The Government will next month start gathering public opinion through a dedicated website on issues related to reconciliation and “mechanisms” to be set up in this regard. It will be the first phase of the new administration’s promised truth, justice, reconciliation and reparations effort. “Anybody will have the freedom to write in,” said Foreign Ministry Spokesperson Mahishini Colonne. “It will be a web-based process wherein people will be asked certain questions and they can write their answers and anything else they wish to put down.”
There will be a second phase of consultations involving specific groups including military, families of the missing, ex-combatants and so on. The format will be decided by a National Task Force for Consultation. Cabinet also decided recently to set up a Secretariat for Coordinating the Reconciliation Mechanisms. “The consultation process needs to begin and it will begin in January,” Ms. Colonne said. “It’s only at the end of the consultation process that actual mechanisms will be designed.”
In September last year, Foreign Minister Mangala Samaraweera told the UN Human Rights Council that mechanisms for truth seeking, justice, reparations and guarantees of non-recurrence would be “evolved and designed through a wide process of consultations involving all stakeholders, including victims”.
The minister also referred cautiously to “accountability” and pointed to item 93 of President Maithripala Sirisena’s 100-day programme which said such matters would be addressed through national independent judicial mechanisms.
Meanwhile, the Office for National Unity and Reconciliation (ONUR) is carrying out its own projects aimed at promoting better relations among all communities.

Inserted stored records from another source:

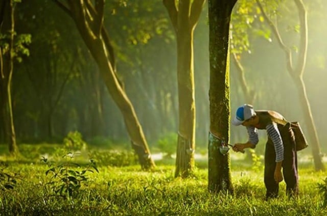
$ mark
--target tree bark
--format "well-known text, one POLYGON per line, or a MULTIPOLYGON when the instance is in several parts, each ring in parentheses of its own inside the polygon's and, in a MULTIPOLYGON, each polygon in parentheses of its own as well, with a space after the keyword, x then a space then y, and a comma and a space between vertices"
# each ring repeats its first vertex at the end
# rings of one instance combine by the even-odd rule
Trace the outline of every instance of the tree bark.
POLYGON ((233 193, 229 154, 219 151, 229 139, 229 35, 231 14, 237 0, 209 0, 210 61, 210 131, 208 140, 208 184, 211 192, 233 193))
POLYGON ((195 102, 193 33, 204 0, 164 0, 175 31, 177 47, 178 138, 175 176, 186 177, 194 169, 195 102))
POLYGON ((14 125, 12 104, 11 101, 12 78, 13 73, 14 61, 14 39, 15 35, 15 20, 14 17, 14 3, 12 0, 9 3, 1 5, 1 32, 7 34, 9 32, 9 49, 3 52, 1 49, 1 78, 0 86, 2 87, 1 99, 2 115, 4 115, 3 123, 5 136, 8 136, 8 149, 9 152, 13 155, 18 153, 18 148, 16 143, 16 134, 14 125), (8 4, 9 3, 9 4, 8 4), (5 9, 6 9, 6 10, 5 9), (7 117, 8 116, 8 117, 7 117))
POLYGON ((55 1, 66 12, 76 24, 77 29, 95 59, 107 89, 123 114, 132 147, 138 156, 142 168, 155 166, 143 130, 134 107, 120 85, 111 61, 114 59, 109 47, 109 38, 103 25, 104 1, 96 1, 95 8, 90 2, 66 1, 68 7, 55 1), (105 39, 105 41, 104 39, 105 39))

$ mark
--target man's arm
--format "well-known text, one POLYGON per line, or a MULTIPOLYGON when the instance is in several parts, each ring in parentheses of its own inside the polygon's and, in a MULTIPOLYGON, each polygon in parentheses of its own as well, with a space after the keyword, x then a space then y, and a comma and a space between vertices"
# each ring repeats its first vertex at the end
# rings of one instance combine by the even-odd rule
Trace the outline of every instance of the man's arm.
POLYGON ((277 125, 274 123, 267 125, 266 129, 268 135, 274 144, 275 152, 276 153, 276 167, 275 167, 274 178, 276 182, 280 182, 283 181, 282 165, 284 156, 284 147, 283 145, 282 137, 277 127, 277 125))
POLYGON ((259 142, 258 130, 254 127, 246 127, 247 133, 249 135, 249 141, 245 143, 236 143, 232 149, 236 152, 243 151, 247 148, 255 148, 255 146, 259 142))

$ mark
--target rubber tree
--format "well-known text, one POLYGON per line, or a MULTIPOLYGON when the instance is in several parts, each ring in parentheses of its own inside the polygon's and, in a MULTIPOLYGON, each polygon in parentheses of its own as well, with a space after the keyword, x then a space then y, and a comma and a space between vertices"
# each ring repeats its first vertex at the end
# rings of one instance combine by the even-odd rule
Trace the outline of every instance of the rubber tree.
POLYGON ((270 17, 266 13, 261 2, 256 0, 265 20, 268 22, 271 31, 277 39, 278 44, 285 53, 287 62, 287 71, 294 82, 297 89, 300 104, 305 116, 305 123, 308 126, 307 130, 309 136, 309 140, 312 147, 312 155, 317 171, 325 170, 322 163, 320 144, 318 134, 315 125, 312 112, 310 107, 310 103, 308 98, 306 85, 303 79, 307 53, 308 50, 308 18, 307 12, 302 0, 294 0, 298 12, 299 20, 299 42, 298 46, 298 55, 297 59, 293 64, 293 57, 292 53, 292 47, 288 46, 283 40, 277 26, 272 21, 270 17))
POLYGON ((138 155, 141 167, 146 170, 153 168, 155 164, 143 130, 116 73, 113 48, 103 25, 104 0, 54 1, 73 19, 97 62, 107 89, 122 114, 132 147, 138 155))
POLYGON ((195 103, 193 33, 205 0, 163 0, 175 30, 177 50, 179 126, 175 176, 194 167, 195 103))
POLYGON ((14 9, 13 0, 3 1, 0 5, 0 35, 3 41, 0 45, 0 106, 4 136, 8 136, 9 152, 18 152, 14 125, 11 99, 12 78, 14 57, 15 36, 14 9))
POLYGON ((208 188, 232 193, 229 153, 219 151, 228 143, 230 129, 229 24, 237 0, 208 0, 210 127, 208 188))

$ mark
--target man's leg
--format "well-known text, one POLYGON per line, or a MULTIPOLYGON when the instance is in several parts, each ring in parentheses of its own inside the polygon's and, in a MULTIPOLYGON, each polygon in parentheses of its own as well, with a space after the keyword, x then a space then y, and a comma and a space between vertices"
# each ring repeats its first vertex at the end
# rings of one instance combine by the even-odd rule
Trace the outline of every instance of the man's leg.
POLYGON ((286 194, 289 197, 296 196, 298 194, 298 174, 294 133, 288 125, 283 130, 282 139, 284 146, 283 174, 286 183, 286 194))
POLYGON ((278 195, 278 184, 275 181, 274 174, 276 167, 276 154, 272 142, 270 139, 266 144, 265 152, 265 185, 267 189, 266 199, 278 195))

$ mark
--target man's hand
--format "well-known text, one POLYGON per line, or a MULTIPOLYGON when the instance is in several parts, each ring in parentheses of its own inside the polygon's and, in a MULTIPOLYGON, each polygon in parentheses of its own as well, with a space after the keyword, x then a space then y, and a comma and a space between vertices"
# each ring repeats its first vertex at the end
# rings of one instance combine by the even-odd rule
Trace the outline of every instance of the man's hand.
POLYGON ((276 163, 276 168, 275 168, 275 173, 274 173, 274 178, 275 181, 279 183, 283 181, 283 174, 282 174, 282 161, 277 162, 276 163))
POLYGON ((240 151, 241 152, 244 152, 244 148, 245 148, 245 145, 242 143, 236 143, 234 144, 233 146, 232 149, 236 152, 238 152, 240 151))
POLYGON ((274 174, 274 178, 275 179, 275 181, 277 183, 279 183, 281 181, 283 181, 283 178, 282 171, 280 170, 275 170, 275 173, 274 174))

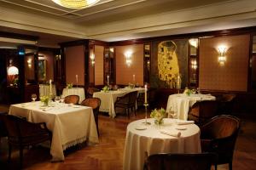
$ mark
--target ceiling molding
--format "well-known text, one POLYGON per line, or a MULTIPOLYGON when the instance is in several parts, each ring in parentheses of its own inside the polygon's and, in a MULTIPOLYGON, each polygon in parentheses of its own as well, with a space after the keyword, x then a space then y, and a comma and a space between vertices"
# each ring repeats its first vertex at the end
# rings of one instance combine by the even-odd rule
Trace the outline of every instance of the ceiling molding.
POLYGON ((227 17, 230 20, 237 20, 240 15, 243 14, 251 14, 251 17, 256 19, 255 7, 255 0, 231 1, 211 4, 90 26, 88 28, 88 36, 95 37, 122 31, 140 32, 172 29, 176 27, 173 26, 180 24, 182 24, 182 26, 186 26, 186 25, 189 26, 188 23, 194 21, 211 20, 214 23, 219 20, 223 20, 224 17, 227 17))

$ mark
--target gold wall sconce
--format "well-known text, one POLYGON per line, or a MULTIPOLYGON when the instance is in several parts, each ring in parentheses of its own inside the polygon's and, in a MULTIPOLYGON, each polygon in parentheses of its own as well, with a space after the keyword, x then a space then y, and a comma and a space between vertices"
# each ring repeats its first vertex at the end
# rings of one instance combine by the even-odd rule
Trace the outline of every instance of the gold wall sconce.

“We are looking at how we can achieve reconciliation over a longer period of time throughout the nation covering all religious and ethnic groups,” Chandrasena Maliyadde, the Director General said. One aspect the ONUR is exploring is the use of education to promote national unity. There are proposals to introduce new subjects such as peace building and national unity to the school curriculum. A preliminary discussion has been held with the Education Ministry which is expected to promote and facilitate the process.